The slow undoing of the solidity and history of this building mesmerized me. Now, I drove to school only on the route that took me past the demolition, so that I could check on the monthly progress. One day, I parked the car to take photos.

As I walked across the street, I began to ask myself why I was so drawn to this site. I slowly began to realize that the solid, massive construction of this building and its foundation served as a mirror of my feelings; it was an outward manifestation of my inner experience.
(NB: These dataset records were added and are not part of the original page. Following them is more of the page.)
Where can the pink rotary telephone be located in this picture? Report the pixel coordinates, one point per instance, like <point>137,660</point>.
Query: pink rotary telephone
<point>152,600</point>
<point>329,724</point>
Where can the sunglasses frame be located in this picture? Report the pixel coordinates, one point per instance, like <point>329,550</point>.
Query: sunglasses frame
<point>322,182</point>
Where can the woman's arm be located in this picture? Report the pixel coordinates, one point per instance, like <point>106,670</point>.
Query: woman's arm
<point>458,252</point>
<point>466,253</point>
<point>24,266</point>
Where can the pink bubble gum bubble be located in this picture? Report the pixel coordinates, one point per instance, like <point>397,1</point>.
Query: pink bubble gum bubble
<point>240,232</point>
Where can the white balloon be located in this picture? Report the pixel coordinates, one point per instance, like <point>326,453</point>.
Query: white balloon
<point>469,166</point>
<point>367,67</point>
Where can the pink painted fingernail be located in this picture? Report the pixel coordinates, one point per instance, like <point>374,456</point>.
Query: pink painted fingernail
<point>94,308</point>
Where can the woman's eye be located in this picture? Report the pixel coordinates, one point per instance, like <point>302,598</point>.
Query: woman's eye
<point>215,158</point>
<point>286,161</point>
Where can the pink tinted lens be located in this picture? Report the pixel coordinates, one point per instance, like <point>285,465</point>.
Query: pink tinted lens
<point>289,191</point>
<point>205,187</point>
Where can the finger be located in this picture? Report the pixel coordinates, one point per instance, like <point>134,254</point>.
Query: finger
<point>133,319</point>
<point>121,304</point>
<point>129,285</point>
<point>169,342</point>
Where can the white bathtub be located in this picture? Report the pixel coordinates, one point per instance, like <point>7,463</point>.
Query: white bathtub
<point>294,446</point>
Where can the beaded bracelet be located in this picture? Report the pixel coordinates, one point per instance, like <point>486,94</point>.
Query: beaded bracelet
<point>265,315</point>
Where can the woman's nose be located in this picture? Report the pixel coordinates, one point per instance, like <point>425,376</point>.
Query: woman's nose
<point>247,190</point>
My daily pilgrimage to the destruction site was helping me to connect with my own feelings of loss.

The building demolition site (Beverly Anne LoGrasso)

One day I parked the car, and began to cry for the sources of meaning and life that I had lost: a Vatican II church, a form of religious life that emerged from Vatican II, and a country whose contemporary form of democracy I no longer recognized.

Currently the church site is covered with grass and two new modernistic buildings are being constructed near the site. Without the substantial construction materials of the former church, the new buildings will surely not last as long.

But I have an intact image in my soul of a building and foundation that stood the test of time and provided shelter and a spiritual home for many. And the demolition of that church provided me with the ability to begin to grieve my losses so that I can move on.

I usually begin my morning prayer time by working on an online jigsaw puzzle. I used to consider the puzzle a "game" to relax my stress. However, over time, reflection on the process of puzzle solving has taught me that the puzzle is an important piece of my prayer routine.

Screenshots of the author's online jigsaw puzzle (Beverly Anne LoGrasso)

I notice that I feel more peaceful when I begin my day by solving the puzzle. Reflecting on this, I realized that when I solve the puzzle, I am bringing an image of a tea set or a landscape into being — an image that is coherent and whole.

One morning, I was having trouble with the puzzle because it was a patchwork quilt of many colors. My usual problem-solving tricks were not working: do the corners and edges first, then find colors that blend. Every piece looked too much like every other piece; nothing was distinctive.

I could not differentiate a pattern or a coherent whole.   

I was forced to slow down and look more closely for pattern, color and design. I had to look for details I missed on first perusal. I began to take a closer look for tiny clues of colors on the edges of the pieces. Starting on the margins, looking for small companion pieces that fit as I moved slowly toward the center helped me to complete the puzzle, to find the overall design.

Sometimes I found a loose fit, but not a perfect fit. I experienced trial and error repeatedly. Other times, on a good guess, I got lucky and the piece fit immediately!

This puzzle of the patchwork quilt taught me to slow down, to look more carefully at detail and to reflect that, even if the pieces of my life don't feel like they fit here and now, I have hope that they might fit somewhere, at some other time.  

The community of the prophets of the Hebrew Scripture experienced the destruction of Jerusalem and the temple. What sustained them was their relationship with the Living God, as assisted by the Hebrew prophets — who knew the power of public grieving and lament as key "puzzle pieces" to healing.

I can't expect more.

[Beverly Anne LoGrasso, a member of the Cleveland Ursuline Sisters since 1965, has served in education, administration and prison ministry to women. An article on her experience in prison ministry was published in National Catholic Reporter.]